L’Agence IM’media vient de remasteriser un film de 1983 qui se situe aux environs de sa création, et dont les aspects sont incroyablement pertinents au regard d’aujourd’hui, au-delà d’une mémoire de la genèse de la Marche et d’un lieu de la banlieue lyonnaise. L’apport des paroles des habitants est sans égal dans d’autres documentaires qui vont en général privilégier les « spécialistes » du développement urbain, les politiques prenant les décisions (y compris de répression) etc. On sent bien ici, avec notre recul, la genèse d’IM’media, en quelque sorte, dans ses approches privilégiant les mémoires des luttes, le relais audiovisuel depuis un autre angle (celui de l’intérieur des quartiers, des immigrations etc), sans passer outre le schéma « explicatif » d’une situation. Par ailleurs le rôle des médias y est bien criblé, ce qui ajoute une tonalité criante de pertinence du documentaire. C’est une vidéo qui pourrait figurer dans la revue non exhaustive ICI de videos/films portant sur les rénovations urbaines.
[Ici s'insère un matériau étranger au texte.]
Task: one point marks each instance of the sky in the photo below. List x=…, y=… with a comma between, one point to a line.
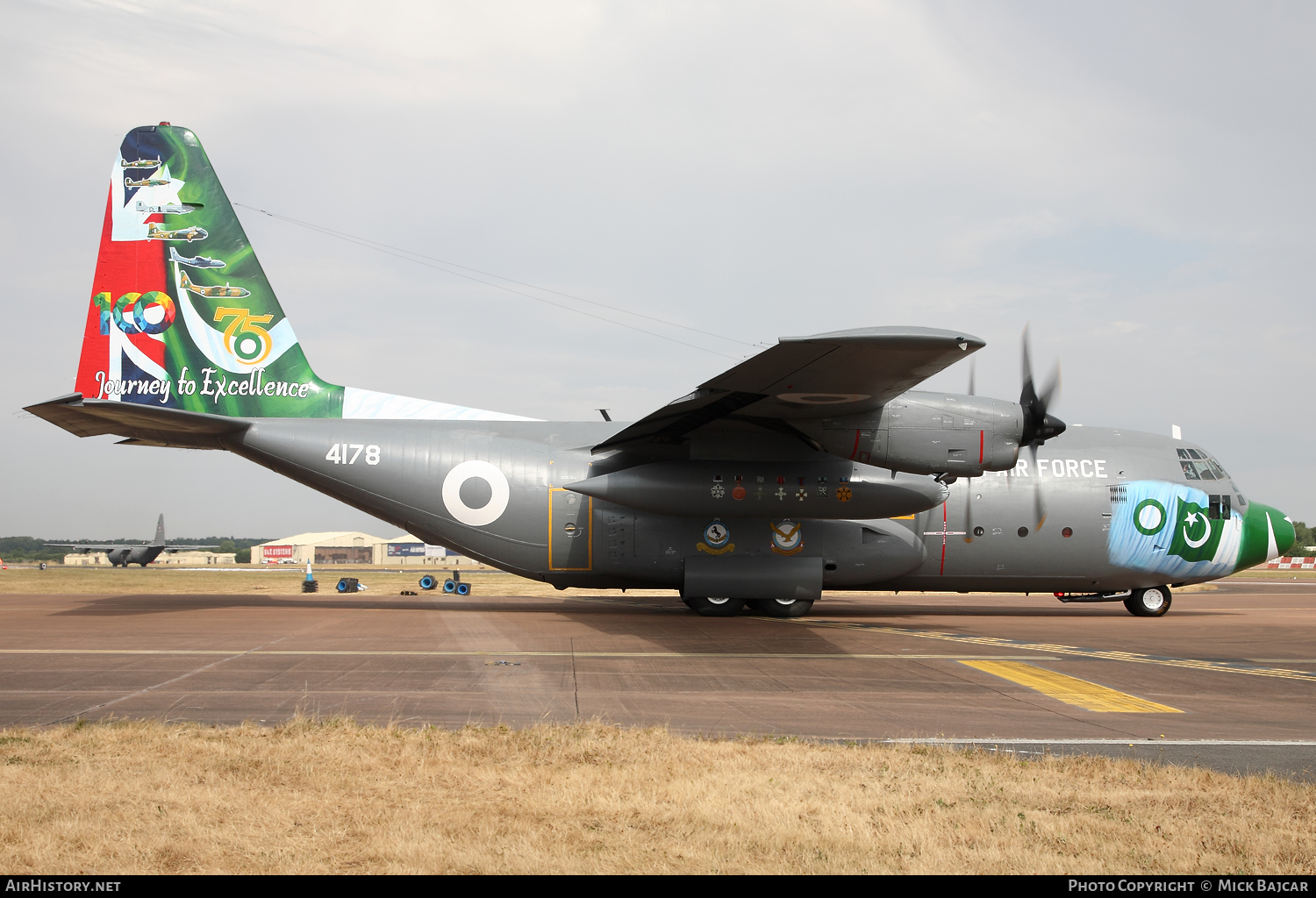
x=1132, y=181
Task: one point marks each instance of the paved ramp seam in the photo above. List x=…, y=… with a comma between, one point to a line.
x=1227, y=666
x=1071, y=690
x=520, y=653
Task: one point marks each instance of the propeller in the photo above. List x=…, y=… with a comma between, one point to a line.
x=969, y=485
x=1039, y=426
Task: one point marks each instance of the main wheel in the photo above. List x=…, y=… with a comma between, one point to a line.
x=782, y=608
x=716, y=608
x=1150, y=602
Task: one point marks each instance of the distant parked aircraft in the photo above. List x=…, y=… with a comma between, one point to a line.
x=123, y=555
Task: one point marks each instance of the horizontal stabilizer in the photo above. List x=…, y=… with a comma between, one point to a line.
x=142, y=425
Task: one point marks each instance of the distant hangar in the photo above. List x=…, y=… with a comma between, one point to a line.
x=353, y=547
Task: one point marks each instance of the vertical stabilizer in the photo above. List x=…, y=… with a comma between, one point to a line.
x=181, y=313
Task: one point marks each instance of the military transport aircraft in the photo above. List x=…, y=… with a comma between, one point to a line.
x=211, y=292
x=168, y=210
x=157, y=233
x=811, y=466
x=123, y=555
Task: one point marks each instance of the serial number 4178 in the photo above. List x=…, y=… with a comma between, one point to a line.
x=349, y=453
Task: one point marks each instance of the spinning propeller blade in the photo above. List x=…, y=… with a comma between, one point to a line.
x=1039, y=426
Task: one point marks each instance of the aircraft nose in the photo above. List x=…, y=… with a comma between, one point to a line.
x=1266, y=532
x=1286, y=535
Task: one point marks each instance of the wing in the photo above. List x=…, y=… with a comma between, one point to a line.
x=826, y=375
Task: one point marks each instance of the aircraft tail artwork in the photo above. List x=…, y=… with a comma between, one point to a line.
x=152, y=336
x=200, y=331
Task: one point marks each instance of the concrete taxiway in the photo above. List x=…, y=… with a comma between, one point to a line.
x=1227, y=679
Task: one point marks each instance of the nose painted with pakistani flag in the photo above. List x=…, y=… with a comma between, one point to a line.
x=1179, y=531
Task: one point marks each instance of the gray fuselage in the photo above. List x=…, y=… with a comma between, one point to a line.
x=397, y=471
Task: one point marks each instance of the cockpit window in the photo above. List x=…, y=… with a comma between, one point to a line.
x=1199, y=466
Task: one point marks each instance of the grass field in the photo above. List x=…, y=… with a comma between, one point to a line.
x=332, y=797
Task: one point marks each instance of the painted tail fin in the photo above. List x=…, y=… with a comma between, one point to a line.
x=195, y=329
x=182, y=315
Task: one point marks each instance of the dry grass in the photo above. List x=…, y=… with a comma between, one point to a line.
x=326, y=797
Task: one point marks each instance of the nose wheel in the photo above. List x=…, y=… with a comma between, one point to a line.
x=716, y=608
x=1150, y=602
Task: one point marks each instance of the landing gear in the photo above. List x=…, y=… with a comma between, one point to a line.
x=715, y=608
x=782, y=608
x=1150, y=602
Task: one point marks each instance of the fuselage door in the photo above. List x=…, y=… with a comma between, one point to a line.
x=570, y=542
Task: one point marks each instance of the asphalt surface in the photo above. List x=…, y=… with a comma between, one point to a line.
x=1234, y=668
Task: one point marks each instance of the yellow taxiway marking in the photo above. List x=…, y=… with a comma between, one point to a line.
x=1071, y=690
x=1055, y=648
x=824, y=656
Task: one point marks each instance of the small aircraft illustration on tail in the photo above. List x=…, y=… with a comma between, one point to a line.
x=168, y=210
x=157, y=233
x=211, y=292
x=812, y=466
x=123, y=555
x=197, y=262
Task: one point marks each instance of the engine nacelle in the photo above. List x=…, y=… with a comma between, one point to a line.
x=928, y=433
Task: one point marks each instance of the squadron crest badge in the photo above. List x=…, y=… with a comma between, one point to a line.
x=718, y=539
x=787, y=538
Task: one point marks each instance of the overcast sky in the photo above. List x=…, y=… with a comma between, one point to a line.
x=1134, y=179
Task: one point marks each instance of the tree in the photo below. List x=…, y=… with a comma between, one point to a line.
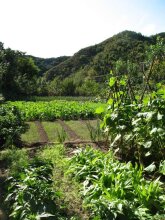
x=2, y=63
x=19, y=78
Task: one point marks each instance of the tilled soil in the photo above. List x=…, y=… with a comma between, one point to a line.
x=42, y=134
x=73, y=136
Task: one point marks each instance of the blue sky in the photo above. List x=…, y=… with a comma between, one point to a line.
x=52, y=28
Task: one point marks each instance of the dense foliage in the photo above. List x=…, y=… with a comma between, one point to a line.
x=11, y=126
x=115, y=190
x=18, y=75
x=87, y=70
x=56, y=110
x=30, y=194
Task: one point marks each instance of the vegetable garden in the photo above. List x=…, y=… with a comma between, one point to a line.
x=123, y=181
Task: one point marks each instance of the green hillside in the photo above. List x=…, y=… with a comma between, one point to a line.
x=83, y=74
x=47, y=63
x=99, y=59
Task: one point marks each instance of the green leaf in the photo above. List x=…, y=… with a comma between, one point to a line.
x=150, y=168
x=112, y=81
x=147, y=154
x=159, y=116
x=147, y=144
x=99, y=110
x=110, y=101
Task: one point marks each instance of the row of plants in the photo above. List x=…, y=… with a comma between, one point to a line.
x=12, y=126
x=115, y=190
x=37, y=187
x=51, y=186
x=56, y=110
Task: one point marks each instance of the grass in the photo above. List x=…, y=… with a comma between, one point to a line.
x=81, y=129
x=53, y=130
x=70, y=198
x=32, y=134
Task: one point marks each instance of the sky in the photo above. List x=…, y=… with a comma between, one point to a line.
x=53, y=28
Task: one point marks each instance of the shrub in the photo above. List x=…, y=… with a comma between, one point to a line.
x=11, y=126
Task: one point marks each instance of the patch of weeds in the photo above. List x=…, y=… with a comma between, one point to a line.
x=15, y=159
x=70, y=198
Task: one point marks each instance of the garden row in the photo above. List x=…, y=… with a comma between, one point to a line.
x=90, y=185
x=49, y=111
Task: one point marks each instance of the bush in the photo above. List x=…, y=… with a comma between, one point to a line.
x=11, y=126
x=115, y=190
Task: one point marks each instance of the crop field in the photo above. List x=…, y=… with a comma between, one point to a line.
x=80, y=130
x=49, y=111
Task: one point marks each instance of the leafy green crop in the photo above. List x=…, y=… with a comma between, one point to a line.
x=56, y=110
x=30, y=194
x=115, y=190
x=11, y=125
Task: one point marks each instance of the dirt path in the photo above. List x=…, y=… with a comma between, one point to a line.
x=73, y=136
x=42, y=134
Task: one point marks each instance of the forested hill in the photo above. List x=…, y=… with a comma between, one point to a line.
x=98, y=59
x=48, y=63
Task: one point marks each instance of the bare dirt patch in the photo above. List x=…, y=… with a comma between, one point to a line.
x=42, y=134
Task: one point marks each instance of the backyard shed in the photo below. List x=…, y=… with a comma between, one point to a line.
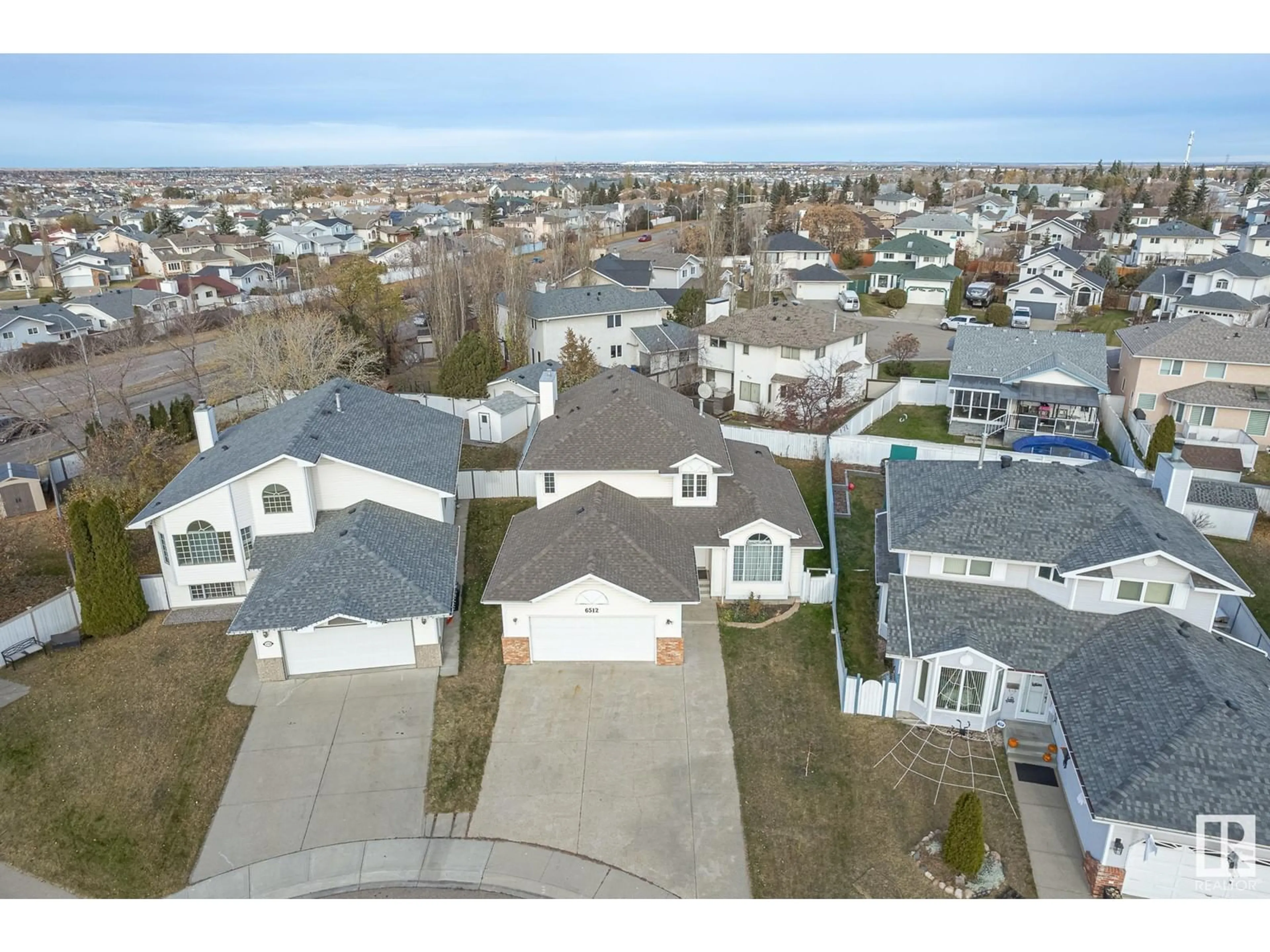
x=498, y=419
x=20, y=491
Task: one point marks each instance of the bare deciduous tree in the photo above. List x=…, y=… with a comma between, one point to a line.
x=294, y=348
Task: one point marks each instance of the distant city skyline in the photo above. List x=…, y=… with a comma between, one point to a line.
x=74, y=111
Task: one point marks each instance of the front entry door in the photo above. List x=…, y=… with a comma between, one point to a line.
x=1036, y=697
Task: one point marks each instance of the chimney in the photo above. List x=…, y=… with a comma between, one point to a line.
x=547, y=394
x=205, y=426
x=1173, y=479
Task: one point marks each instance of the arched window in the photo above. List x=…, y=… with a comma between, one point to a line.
x=201, y=544
x=276, y=498
x=759, y=560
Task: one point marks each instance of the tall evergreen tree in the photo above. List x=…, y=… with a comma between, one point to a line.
x=121, y=602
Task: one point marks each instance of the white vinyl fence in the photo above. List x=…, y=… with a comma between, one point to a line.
x=496, y=484
x=1111, y=409
x=820, y=587
x=50, y=617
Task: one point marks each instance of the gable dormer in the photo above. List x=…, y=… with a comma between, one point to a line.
x=697, y=482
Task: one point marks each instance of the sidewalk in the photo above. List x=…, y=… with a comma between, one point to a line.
x=489, y=866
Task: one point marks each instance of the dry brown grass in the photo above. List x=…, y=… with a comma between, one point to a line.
x=468, y=704
x=36, y=567
x=112, y=767
x=821, y=820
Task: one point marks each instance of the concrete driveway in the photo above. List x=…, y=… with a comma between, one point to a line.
x=325, y=761
x=625, y=763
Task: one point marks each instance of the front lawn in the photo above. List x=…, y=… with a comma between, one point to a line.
x=821, y=819
x=928, y=370
x=1107, y=323
x=112, y=767
x=929, y=423
x=468, y=704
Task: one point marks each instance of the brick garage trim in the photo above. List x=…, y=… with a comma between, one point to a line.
x=516, y=651
x=1099, y=876
x=670, y=652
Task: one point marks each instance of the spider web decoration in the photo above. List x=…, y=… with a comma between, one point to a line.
x=948, y=758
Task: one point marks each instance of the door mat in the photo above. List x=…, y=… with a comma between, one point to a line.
x=1037, y=774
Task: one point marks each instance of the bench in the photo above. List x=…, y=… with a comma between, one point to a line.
x=18, y=651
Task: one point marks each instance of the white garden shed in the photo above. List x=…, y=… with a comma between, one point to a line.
x=498, y=419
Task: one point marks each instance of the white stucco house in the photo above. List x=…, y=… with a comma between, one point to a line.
x=604, y=314
x=757, y=355
x=643, y=508
x=323, y=527
x=1080, y=607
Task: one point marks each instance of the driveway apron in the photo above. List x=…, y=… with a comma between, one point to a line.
x=627, y=763
x=327, y=760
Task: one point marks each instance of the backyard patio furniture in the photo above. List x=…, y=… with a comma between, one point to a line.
x=18, y=651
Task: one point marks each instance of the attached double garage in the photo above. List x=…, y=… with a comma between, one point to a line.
x=592, y=621
x=349, y=645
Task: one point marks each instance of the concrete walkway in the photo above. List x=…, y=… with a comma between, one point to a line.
x=16, y=884
x=327, y=760
x=628, y=763
x=511, y=869
x=1053, y=846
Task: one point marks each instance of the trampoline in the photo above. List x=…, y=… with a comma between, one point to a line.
x=1061, y=446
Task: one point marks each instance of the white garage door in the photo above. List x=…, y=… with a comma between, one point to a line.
x=347, y=648
x=925, y=296
x=592, y=639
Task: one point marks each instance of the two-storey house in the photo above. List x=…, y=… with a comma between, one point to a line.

Dans ce dernier domaine, on appréciera au passage les langues institutionnelles en complet décalage avec les réalités des habitants et habitantes. Je relaie ci-dessous le film et le texte d’IM’media accompagnant la diffusion, sans omettre au passage de mentionner ICI un communiqué du MIB 34 (Mouvement Immigration Banlieue) de la région de Montpellier où l’auto organisation et les dynamiques collectives de quartier sont mises en avant contre la (supposée) représentation politique des élus pour les habitants, notamment en période électorale.

« Minguettes 1983 – Paix sociale ou pacification ? a été tourné au cœur des événements du printemps et de l’été 1983 à la Zup de Vénissieux, dans la banlieue lyonnaise. Des événements à l’origine de la Marche pour l’égalité et contre le racisme, qui traversera la France profonde du 15 octobre au 3 décembre.

Réalisé dans le cadre d’un stage média organisé à Bron / Lyon II – qui donnera naissance à l’agence IM’média-, ce film est un « objet filmique non identifié ». Un « OFNI », entre journal de bord, reportage vidéo « embedded », contre-information, décryptage des mass media et film d’atelier. Il a été diffusé en boucle lors de l’exposition « Les Enfants de l’immigration » au centre culturel G. Pompidou (Beaubourg – janvier/avril 1984).

Pour les 30 ans de la Marche, IM’média a procédé à la restauration de ce film et en propose une nouvelle version remastérisée. Tout en restituant son écriture documentaire initiale, il donne à (re)voir la contre-offensive « pacifique » des habitant-e-s de la Zup suite à un cycle infernal d’affrontements avec la police, de la bataille rangée du 21 mars 1983 jusqu’à cette soirée du 19 au 20 juin où un policier tire et blesse Toumi Djaïdja, le jeune président de l’association SOS Avenir Minguettes.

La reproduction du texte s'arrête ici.